I discovered codinghorror one night. read the insightful posts over the course of the night. By morning I was on the path to becoming a better developer. As far as I am concerned, you ARE an overnight success. Thanks for everything.
Plus one for it takes time and years of effort. Our startup Tonsho.com - an email service for sending large files was released in beta in April 2008. We’ve now got 600 free users and 5 pro users. It took 6 months after beta launch before we got good enough to get our first pro user. We’ve still got more things planned than we can have time for!
Good luck with Stack Overflow - the first problem I searched for was already in there shortly after launch - so its looking good!

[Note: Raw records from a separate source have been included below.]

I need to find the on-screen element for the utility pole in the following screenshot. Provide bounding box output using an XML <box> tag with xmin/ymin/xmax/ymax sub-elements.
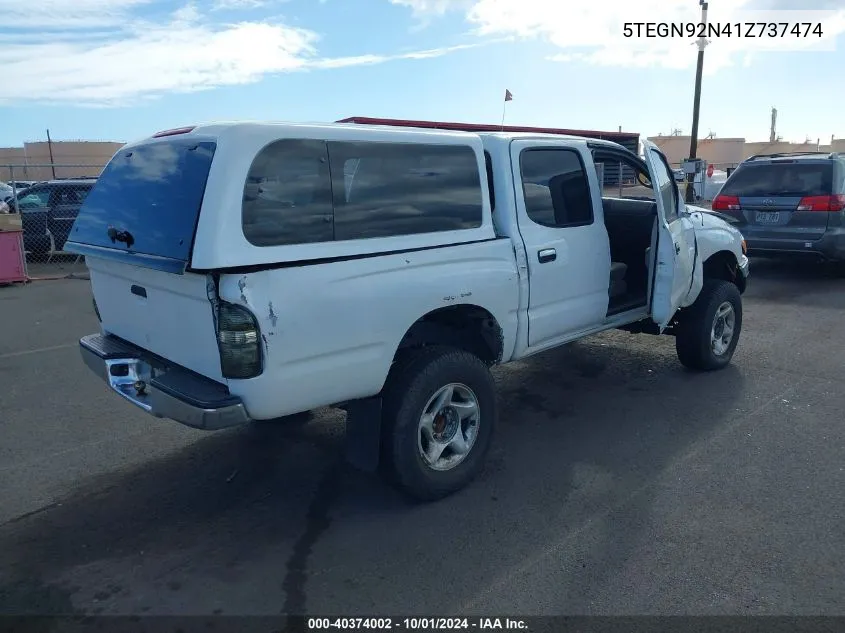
<box><xmin>769</xmin><ymin>108</ymin><xmax>777</xmax><ymax>143</ymax></box>
<box><xmin>685</xmin><ymin>0</ymin><xmax>709</xmax><ymax>204</ymax></box>
<box><xmin>46</xmin><ymin>129</ymin><xmax>56</xmax><ymax>179</ymax></box>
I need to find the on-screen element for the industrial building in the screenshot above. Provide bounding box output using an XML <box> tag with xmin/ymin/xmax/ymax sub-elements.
<box><xmin>649</xmin><ymin>110</ymin><xmax>844</xmax><ymax>169</ymax></box>
<box><xmin>648</xmin><ymin>135</ymin><xmax>845</xmax><ymax>170</ymax></box>
<box><xmin>0</xmin><ymin>141</ymin><xmax>124</xmax><ymax>180</ymax></box>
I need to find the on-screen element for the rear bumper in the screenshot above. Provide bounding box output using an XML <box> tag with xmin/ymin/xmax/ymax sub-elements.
<box><xmin>80</xmin><ymin>333</ymin><xmax>251</xmax><ymax>430</ymax></box>
<box><xmin>745</xmin><ymin>229</ymin><xmax>845</xmax><ymax>261</ymax></box>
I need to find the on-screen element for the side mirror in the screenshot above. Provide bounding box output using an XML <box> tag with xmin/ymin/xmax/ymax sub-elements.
<box><xmin>637</xmin><ymin>172</ymin><xmax>653</xmax><ymax>188</ymax></box>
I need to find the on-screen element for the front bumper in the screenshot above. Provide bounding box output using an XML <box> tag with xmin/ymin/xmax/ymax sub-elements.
<box><xmin>739</xmin><ymin>255</ymin><xmax>750</xmax><ymax>280</ymax></box>
<box><xmin>80</xmin><ymin>333</ymin><xmax>251</xmax><ymax>430</ymax></box>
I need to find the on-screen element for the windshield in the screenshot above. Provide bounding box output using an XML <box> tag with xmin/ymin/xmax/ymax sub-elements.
<box><xmin>720</xmin><ymin>162</ymin><xmax>833</xmax><ymax>197</ymax></box>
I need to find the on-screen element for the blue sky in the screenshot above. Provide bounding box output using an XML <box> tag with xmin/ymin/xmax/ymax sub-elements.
<box><xmin>1</xmin><ymin>0</ymin><xmax>843</xmax><ymax>148</ymax></box>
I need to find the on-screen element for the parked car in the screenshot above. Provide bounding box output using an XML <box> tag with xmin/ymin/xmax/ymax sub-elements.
<box><xmin>711</xmin><ymin>152</ymin><xmax>845</xmax><ymax>262</ymax></box>
<box><xmin>0</xmin><ymin>182</ymin><xmax>13</xmax><ymax>204</ymax></box>
<box><xmin>7</xmin><ymin>180</ymin><xmax>43</xmax><ymax>191</ymax></box>
<box><xmin>5</xmin><ymin>180</ymin><xmax>96</xmax><ymax>255</ymax></box>
<box><xmin>68</xmin><ymin>122</ymin><xmax>749</xmax><ymax>501</ymax></box>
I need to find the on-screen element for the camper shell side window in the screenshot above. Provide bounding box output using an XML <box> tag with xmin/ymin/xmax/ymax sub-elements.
<box><xmin>241</xmin><ymin>139</ymin><xmax>484</xmax><ymax>247</ymax></box>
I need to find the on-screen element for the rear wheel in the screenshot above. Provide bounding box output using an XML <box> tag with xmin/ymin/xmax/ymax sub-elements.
<box><xmin>381</xmin><ymin>346</ymin><xmax>496</xmax><ymax>501</ymax></box>
<box><xmin>675</xmin><ymin>280</ymin><xmax>743</xmax><ymax>371</ymax></box>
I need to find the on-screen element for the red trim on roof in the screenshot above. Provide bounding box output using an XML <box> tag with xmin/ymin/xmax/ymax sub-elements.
<box><xmin>336</xmin><ymin>117</ymin><xmax>639</xmax><ymax>141</ymax></box>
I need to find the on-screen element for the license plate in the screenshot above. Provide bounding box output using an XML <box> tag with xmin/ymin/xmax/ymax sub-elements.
<box><xmin>756</xmin><ymin>211</ymin><xmax>780</xmax><ymax>224</ymax></box>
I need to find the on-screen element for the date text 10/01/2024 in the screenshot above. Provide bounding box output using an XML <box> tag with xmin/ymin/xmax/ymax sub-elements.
<box><xmin>307</xmin><ymin>617</ymin><xmax>529</xmax><ymax>631</ymax></box>
<box><xmin>623</xmin><ymin>22</ymin><xmax>824</xmax><ymax>38</ymax></box>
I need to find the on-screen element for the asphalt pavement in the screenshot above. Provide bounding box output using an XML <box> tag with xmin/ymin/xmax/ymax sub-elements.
<box><xmin>1</xmin><ymin>259</ymin><xmax>844</xmax><ymax>617</ymax></box>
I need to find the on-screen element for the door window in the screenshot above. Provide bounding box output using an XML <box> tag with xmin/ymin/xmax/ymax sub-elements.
<box><xmin>17</xmin><ymin>189</ymin><xmax>50</xmax><ymax>209</ymax></box>
<box><xmin>520</xmin><ymin>149</ymin><xmax>593</xmax><ymax>228</ymax></box>
<box><xmin>51</xmin><ymin>187</ymin><xmax>90</xmax><ymax>206</ymax></box>
<box><xmin>647</xmin><ymin>149</ymin><xmax>679</xmax><ymax>221</ymax></box>
<box><xmin>593</xmin><ymin>153</ymin><xmax>655</xmax><ymax>201</ymax></box>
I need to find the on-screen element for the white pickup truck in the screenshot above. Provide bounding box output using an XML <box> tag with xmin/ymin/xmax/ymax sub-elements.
<box><xmin>68</xmin><ymin>122</ymin><xmax>749</xmax><ymax>501</ymax></box>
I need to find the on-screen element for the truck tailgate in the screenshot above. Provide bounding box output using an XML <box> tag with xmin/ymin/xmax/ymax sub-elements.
<box><xmin>88</xmin><ymin>257</ymin><xmax>224</xmax><ymax>382</ymax></box>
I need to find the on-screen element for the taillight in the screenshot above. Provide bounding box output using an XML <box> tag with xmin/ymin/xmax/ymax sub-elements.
<box><xmin>217</xmin><ymin>301</ymin><xmax>262</xmax><ymax>379</ymax></box>
<box><xmin>712</xmin><ymin>195</ymin><xmax>741</xmax><ymax>211</ymax></box>
<box><xmin>152</xmin><ymin>126</ymin><xmax>196</xmax><ymax>138</ymax></box>
<box><xmin>797</xmin><ymin>194</ymin><xmax>845</xmax><ymax>212</ymax></box>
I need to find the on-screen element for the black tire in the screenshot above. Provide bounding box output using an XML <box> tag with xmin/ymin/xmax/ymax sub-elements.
<box><xmin>675</xmin><ymin>279</ymin><xmax>743</xmax><ymax>371</ymax></box>
<box><xmin>381</xmin><ymin>346</ymin><xmax>496</xmax><ymax>502</ymax></box>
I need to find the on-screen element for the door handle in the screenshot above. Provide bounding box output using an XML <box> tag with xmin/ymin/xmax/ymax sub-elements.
<box><xmin>538</xmin><ymin>248</ymin><xmax>557</xmax><ymax>263</ymax></box>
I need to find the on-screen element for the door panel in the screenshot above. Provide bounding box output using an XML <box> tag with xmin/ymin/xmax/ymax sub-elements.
<box><xmin>511</xmin><ymin>140</ymin><xmax>611</xmax><ymax>348</ymax></box>
<box><xmin>642</xmin><ymin>141</ymin><xmax>696</xmax><ymax>328</ymax></box>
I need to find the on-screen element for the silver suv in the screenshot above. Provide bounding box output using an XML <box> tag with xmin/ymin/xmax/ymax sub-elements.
<box><xmin>712</xmin><ymin>152</ymin><xmax>845</xmax><ymax>262</ymax></box>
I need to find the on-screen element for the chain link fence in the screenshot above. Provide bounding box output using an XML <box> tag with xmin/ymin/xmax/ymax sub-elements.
<box><xmin>1</xmin><ymin>164</ymin><xmax>103</xmax><ymax>281</ymax></box>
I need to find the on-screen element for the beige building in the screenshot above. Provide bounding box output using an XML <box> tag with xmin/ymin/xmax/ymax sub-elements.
<box><xmin>649</xmin><ymin>135</ymin><xmax>845</xmax><ymax>170</ymax></box>
<box><xmin>0</xmin><ymin>140</ymin><xmax>125</xmax><ymax>181</ymax></box>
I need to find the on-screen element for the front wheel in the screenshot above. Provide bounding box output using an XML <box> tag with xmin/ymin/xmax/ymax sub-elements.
<box><xmin>675</xmin><ymin>279</ymin><xmax>743</xmax><ymax>371</ymax></box>
<box><xmin>381</xmin><ymin>346</ymin><xmax>497</xmax><ymax>501</ymax></box>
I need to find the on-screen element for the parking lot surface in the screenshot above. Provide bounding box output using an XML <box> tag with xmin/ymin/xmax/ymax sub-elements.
<box><xmin>1</xmin><ymin>259</ymin><xmax>844</xmax><ymax>616</ymax></box>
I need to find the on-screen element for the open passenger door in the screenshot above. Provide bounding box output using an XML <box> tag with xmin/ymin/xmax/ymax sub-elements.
<box><xmin>642</xmin><ymin>140</ymin><xmax>696</xmax><ymax>330</ymax></box>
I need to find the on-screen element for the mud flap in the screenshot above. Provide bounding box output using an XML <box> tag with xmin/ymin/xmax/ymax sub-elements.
<box><xmin>344</xmin><ymin>396</ymin><xmax>382</xmax><ymax>472</ymax></box>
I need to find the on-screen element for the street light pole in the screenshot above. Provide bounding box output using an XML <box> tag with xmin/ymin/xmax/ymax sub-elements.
<box><xmin>685</xmin><ymin>0</ymin><xmax>709</xmax><ymax>204</ymax></box>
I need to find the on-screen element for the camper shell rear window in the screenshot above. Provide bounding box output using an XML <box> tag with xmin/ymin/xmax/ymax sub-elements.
<box><xmin>68</xmin><ymin>138</ymin><xmax>217</xmax><ymax>264</ymax></box>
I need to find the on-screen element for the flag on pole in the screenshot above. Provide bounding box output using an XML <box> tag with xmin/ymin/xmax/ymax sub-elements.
<box><xmin>504</xmin><ymin>89</ymin><xmax>513</xmax><ymax>102</ymax></box>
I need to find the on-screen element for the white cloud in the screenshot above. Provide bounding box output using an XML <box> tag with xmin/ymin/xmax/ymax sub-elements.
<box><xmin>0</xmin><ymin>10</ymin><xmax>318</xmax><ymax>104</ymax></box>
<box><xmin>172</xmin><ymin>3</ymin><xmax>202</xmax><ymax>22</ymax></box>
<box><xmin>212</xmin><ymin>0</ymin><xmax>275</xmax><ymax>10</ymax></box>
<box><xmin>393</xmin><ymin>0</ymin><xmax>845</xmax><ymax>71</ymax></box>
<box><xmin>0</xmin><ymin>0</ymin><xmax>154</xmax><ymax>29</ymax></box>
<box><xmin>312</xmin><ymin>42</ymin><xmax>482</xmax><ymax>68</ymax></box>
<box><xmin>389</xmin><ymin>0</ymin><xmax>469</xmax><ymax>17</ymax></box>
<box><xmin>0</xmin><ymin>0</ymin><xmax>485</xmax><ymax>104</ymax></box>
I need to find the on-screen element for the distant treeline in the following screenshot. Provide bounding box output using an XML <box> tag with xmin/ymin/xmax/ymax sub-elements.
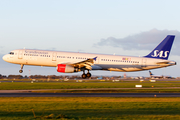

Great article, I completely agree having experienced the same need to grind away at a project for years on end with our sports management site (thats free by the way) at www.teamzonesports.com.
If your working for many years on such a site/startup/whatever… how do you mange not getting any money for it? Do you work only in the evenings/weekends or did you manage somehow to get a little bit of money before everything starts… or what?